Well, it turns out that he probably was. He just didn’t get much of a chance to prove it — to himself, or anyone else — while laboring for Prince George in the Western Hockey League.
But even though the Cougars didn’t win very often, Gauthier seems convinced that the time he spent with them was critical to his development, on and off the ice.
“I loved Prince George, every second I was there,” he said. “They took a chance on me when I was 15 years old, in the WHL draft, and they gave me so many opportunities to grow. Yeah, they were hard years — we didn’t have great teams there — but it taught me a lot. You learn more when you’re losing than when you’re winning.”
If so, Gauthier should have had a doctorate in goaltending by the time the Cougars traded him to Portland, a perennial WHL power, during the 2021-22 season.
And if he didn’t, he could have been awarded an honorary one for his work with the Winterhawks, as he went 24-4, with four shutouts, a 2.16 goals-against average and .931 save percentage in 28 regular-season appearances with them.
“When I got traded to Portland, I had that fresh environment, a new team,” he said. “That really turned my career around and really showed me that I was as good as I thought I was. That it was time to really show teams what they were missing out on.”
If that really was his plan, it worked. NHL clubs noticed, and he began to draw serious interest from teams that hadn’t been inclined to spend even a late-round draft choice on him.
The Pittsburgh Penguins were at the head of that line, which is why Gauthier is now on their payroll and participating in the rookie camp that began Thursday at the UPMC Lemieux Sports Complex.
“Pittsburgh was the first one to offer (a contract),” he said. “My dad always says, ‘Don’t look a gift horse in the mouth,’ so that was the first team to show interest, and I wanted to honor that. I didn’t think it would be in my best interest to wait around.”
Barring seismic changes in the Pittsburgh Penguins’ depth chart, Gauthier will start his first professional season in Wilkes-Barre or, more likely, Wheeling, since he presumably stands behind Tristan Jarry, Casey DeSmith, Dustin Tokarski and Filip Lindberg in the corporate pecking order.
Nonetheless, he has reason to be optimistic about his future, which didn’t figure to be the case when he was overlooked in the draft.
The first time, anyway.
The one that really stung.
In subsequent years, however, Gauthier recognized that not being selected actually might be best for his long-term prospects, because he would be able to choose the organization he wanted to join.
“Especially the first one, I think I was pretty upset,” he said. “I felt like I deserved it that year, to get picked. After the second and third years, I think it was more of a relief, knowing that I could go in every night and try to perform for 32 teams.”
Precisely what steered those teams away from drafting him when he was eligible remains a mystery.
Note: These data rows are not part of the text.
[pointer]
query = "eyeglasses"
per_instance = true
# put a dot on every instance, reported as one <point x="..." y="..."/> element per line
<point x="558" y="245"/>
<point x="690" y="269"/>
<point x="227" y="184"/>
“I’ve asked a couple of agents and coaches, but they didn’t seem to really have answers for it,” Gauthier said. “It’s one of those things that didn’t end up happening the way I thought it was going to. But if I could go back and change it, I don’t think I’d change a thing.”
Gauthier, 21, has good size — he’s 6 foot 2, 207 pounds — and a reputation for outstanding athleticism. Fact is, there was a time, earlier in his career, when he might have been too athletic for his own good.
“I try to only use it when it’s necessary,” he said. “When I was a younger goalie, I think I relied on it way too much. It got me out of position. I think I’ve really tried to dial it back, and have it in the back pocket. Try to use my technical game and my smarts first.”
When he was a pre-teen, Gauthier tried to model his game after that of Carey Price, but he abandoned that long before entering the WHL.
“I think that when I was 12 or 13, I realized that wasn’t a realistic comparison,” he said.
Even now, however, there are goalies whose work he admires. Primarily a pair who have been at the top of the profession in recent seasons.
“I really like (Igor) Shesterkin’s game, and (Andrei) Vasilevskiy’s,” he said. “They’re so athletic and smart, and positional at times. Those are the guys in recent years that I’ve really tried to watch closely.”
Of course, both of those guys reached the NHL after being selected in the draft; Vasilevskiy was a first-rounder for Tampa, and the New York Rangers grabbed Shesterkin in the fourth.
Gauthier was compelled to follow a different path into pro hockey, but insists that he has no regrets about how things have played out to this point.
“It was a tough couple of years, trying to go in every day and prove yourself,” he said. “But it was one of those things that I didn’t let it (bother) me. It drove me to get better every day, and it worked out in the end.”